Class imbalance handled through re-weighting or sampling
Hyperparameters optimized with ROC AUC as the primary metric
Prediction threshold tuned using a cost matrix to reflect business impact

Churn dashboards#

The Churn dashboards provide two complementary views:

Page	Description
Customer Level Churn Analysis	Predicts customers likely to churn completely, showing revenue at risk and ranking at-risk customers.
Product Level Churn Analysis	Highlights product-level churn risk—that is, customers leaving specific products. A single customer may discontinue one or several products. The dashboard consists of revenue at risk, product insights and at-risk customer-product table.

Customer Level Churn Analysis dashboard#

This dashboard provides a client-centric view of predicted churn. It focuses on identifying customers likely to exit their entire product relationship with the bank within the next 3 months. These insights support targeted retention and prioritization by customer value (for example, revenue or tier).

This dashboard shows:

Customers who are forecasted to churn completely
Predicted churn rate vs. historical churn trends
Revenue at risk if predicted churners leave
Churn segmentation by tier and customer profile
A ranked list of individual at-risk customers

Product Level Churn Analysis dashboard#

Product Level Churn Analysis dashboard provides a granular view of churn risk across individual products held by customers.

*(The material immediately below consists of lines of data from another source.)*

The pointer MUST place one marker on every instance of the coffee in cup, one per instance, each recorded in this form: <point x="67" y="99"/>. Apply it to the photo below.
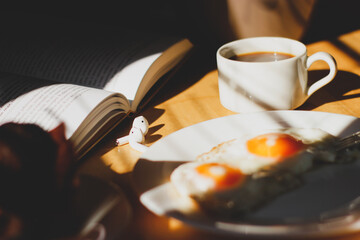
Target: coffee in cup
<point x="267" y="73"/>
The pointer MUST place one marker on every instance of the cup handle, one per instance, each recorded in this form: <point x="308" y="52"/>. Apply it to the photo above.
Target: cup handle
<point x="328" y="78"/>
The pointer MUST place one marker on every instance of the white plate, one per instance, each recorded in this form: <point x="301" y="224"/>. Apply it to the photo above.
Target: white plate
<point x="326" y="205"/>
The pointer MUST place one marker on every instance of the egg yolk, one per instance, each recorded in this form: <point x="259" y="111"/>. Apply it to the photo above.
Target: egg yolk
<point x="224" y="176"/>
<point x="275" y="145"/>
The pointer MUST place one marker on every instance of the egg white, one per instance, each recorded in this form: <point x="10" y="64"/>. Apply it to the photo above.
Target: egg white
<point x="234" y="152"/>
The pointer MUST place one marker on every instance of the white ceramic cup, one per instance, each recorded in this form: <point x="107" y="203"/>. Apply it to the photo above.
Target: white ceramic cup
<point x="260" y="86"/>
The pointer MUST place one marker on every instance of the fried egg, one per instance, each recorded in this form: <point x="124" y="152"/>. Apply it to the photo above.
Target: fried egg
<point x="197" y="179"/>
<point x="240" y="174"/>
<point x="280" y="148"/>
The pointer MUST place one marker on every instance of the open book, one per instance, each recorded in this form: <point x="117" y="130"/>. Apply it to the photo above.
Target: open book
<point x="89" y="77"/>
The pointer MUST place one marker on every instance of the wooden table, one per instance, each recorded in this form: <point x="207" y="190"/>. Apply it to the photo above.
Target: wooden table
<point x="192" y="97"/>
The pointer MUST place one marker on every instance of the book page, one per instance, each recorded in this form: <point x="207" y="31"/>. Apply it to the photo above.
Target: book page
<point x="74" y="52"/>
<point x="48" y="104"/>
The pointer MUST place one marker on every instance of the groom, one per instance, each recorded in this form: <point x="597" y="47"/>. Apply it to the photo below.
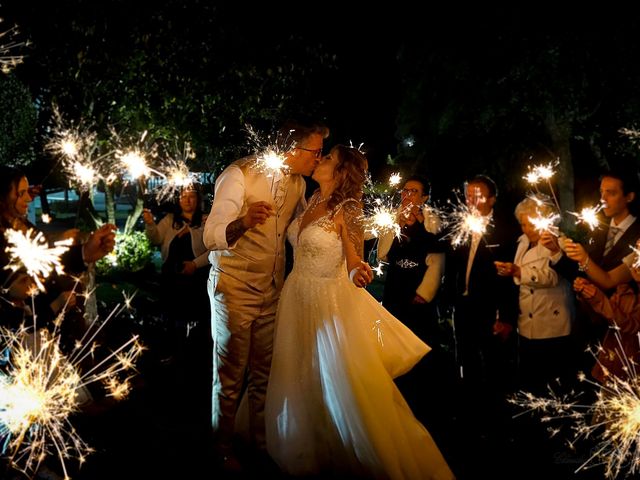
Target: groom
<point x="246" y="230"/>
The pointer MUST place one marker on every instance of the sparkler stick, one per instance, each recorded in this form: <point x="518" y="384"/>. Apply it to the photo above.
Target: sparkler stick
<point x="613" y="419"/>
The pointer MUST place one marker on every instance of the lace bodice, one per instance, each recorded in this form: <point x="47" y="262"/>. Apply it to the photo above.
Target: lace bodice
<point x="318" y="250"/>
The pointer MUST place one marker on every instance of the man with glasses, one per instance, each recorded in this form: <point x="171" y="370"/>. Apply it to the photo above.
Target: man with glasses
<point x="246" y="230"/>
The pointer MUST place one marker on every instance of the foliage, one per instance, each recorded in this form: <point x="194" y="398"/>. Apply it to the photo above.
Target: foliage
<point x="17" y="122"/>
<point x="526" y="90"/>
<point x="169" y="71"/>
<point x="132" y="253"/>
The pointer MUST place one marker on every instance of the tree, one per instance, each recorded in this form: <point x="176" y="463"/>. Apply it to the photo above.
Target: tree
<point x="17" y="122"/>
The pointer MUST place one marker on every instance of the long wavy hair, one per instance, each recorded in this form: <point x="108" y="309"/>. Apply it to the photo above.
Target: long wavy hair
<point x="9" y="179"/>
<point x="351" y="173"/>
<point x="196" y="221"/>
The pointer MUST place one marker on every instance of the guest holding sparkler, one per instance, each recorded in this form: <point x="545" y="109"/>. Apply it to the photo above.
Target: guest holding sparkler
<point x="546" y="306"/>
<point x="416" y="262"/>
<point x="14" y="203"/>
<point x="620" y="350"/>
<point x="619" y="189"/>
<point x="600" y="259"/>
<point x="184" y="257"/>
<point x="332" y="407"/>
<point x="251" y="211"/>
<point x="414" y="274"/>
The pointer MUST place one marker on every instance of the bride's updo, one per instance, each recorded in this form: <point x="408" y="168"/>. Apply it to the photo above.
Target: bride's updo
<point x="350" y="174"/>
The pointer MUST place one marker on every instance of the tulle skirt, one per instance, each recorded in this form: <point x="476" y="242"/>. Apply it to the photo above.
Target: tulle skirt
<point x="332" y="406"/>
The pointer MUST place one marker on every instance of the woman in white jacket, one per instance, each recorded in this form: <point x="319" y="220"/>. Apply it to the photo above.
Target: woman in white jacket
<point x="546" y="306"/>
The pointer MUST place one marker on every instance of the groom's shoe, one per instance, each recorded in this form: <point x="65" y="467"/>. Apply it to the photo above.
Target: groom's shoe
<point x="231" y="465"/>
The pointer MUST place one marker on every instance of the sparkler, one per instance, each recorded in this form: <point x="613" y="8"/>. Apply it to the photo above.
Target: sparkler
<point x="31" y="251"/>
<point x="614" y="418"/>
<point x="269" y="156"/>
<point x="39" y="391"/>
<point x="395" y="179"/>
<point x="546" y="220"/>
<point x="465" y="220"/>
<point x="543" y="173"/>
<point x="8" y="46"/>
<point x="76" y="147"/>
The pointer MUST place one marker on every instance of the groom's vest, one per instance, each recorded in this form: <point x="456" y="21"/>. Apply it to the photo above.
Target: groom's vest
<point x="258" y="258"/>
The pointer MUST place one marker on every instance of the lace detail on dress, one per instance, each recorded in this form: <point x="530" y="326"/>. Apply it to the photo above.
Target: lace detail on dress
<point x="318" y="249"/>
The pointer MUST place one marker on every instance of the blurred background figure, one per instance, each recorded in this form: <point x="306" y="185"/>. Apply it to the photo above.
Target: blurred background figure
<point x="183" y="273"/>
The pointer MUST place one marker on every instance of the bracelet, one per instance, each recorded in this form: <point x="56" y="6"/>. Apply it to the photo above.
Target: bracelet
<point x="583" y="267"/>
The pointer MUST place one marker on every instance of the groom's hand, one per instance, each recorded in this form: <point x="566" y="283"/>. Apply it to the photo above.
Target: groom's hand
<point x="257" y="214"/>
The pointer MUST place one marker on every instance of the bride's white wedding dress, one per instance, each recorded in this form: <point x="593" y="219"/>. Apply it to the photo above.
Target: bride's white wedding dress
<point x="332" y="406"/>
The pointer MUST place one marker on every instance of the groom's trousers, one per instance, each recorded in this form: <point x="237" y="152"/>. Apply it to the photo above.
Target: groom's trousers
<point x="242" y="326"/>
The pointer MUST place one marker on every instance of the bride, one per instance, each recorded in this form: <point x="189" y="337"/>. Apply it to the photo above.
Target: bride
<point x="332" y="407"/>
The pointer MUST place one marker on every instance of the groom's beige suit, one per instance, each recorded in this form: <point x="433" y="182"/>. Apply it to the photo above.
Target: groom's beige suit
<point x="244" y="285"/>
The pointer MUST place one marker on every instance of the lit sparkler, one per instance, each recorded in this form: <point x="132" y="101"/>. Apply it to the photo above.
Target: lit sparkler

It highlights which products are most at risk, how churn is distributed by type and tier, and helps prioritize product-specific retention actions.

This dashboard shows:

Churn predictions at the customer-product-month level
Top products with the highest churn probability
Product-wise revenue at risk
Segmented churn rates by tier and product
A detailed list of at-risk customer-product pairs

Adaptability across industries#

The Churn Prediction Solution is data-model agnostic, built around a simple structure of customer-product-time. This makes it easy to adapt to multiple industries by only remapping inputs, for example:

Telecom: Product = plan/service, revenue = bills or ARPU, balance = prepaid/unpaid amounts.

Insurance: Product = policy, revenue = premiums, balance = claims or reserves.

Subscriptions (OTT, SaaS, retail memberships): Product = subscription, revenue = fees, optional = logins or consumption.

The recipes and pipelines remain unchanged; only the data mapping and churn rules shift as per business requirements, allowing the framework to serve as a flexible churn engine across industries.

Reproduce with minimal effort for your data#

This Solution helps users identify and prioritize customer churn risk in Dataiku—from data preparation to classification and visualization.

This guide outlines multiple ways to derive value. The “best” setup depends on your data and goals. To adapt this project to your organization’s specific needs, Dataiku offers roll-out and customization services upon request.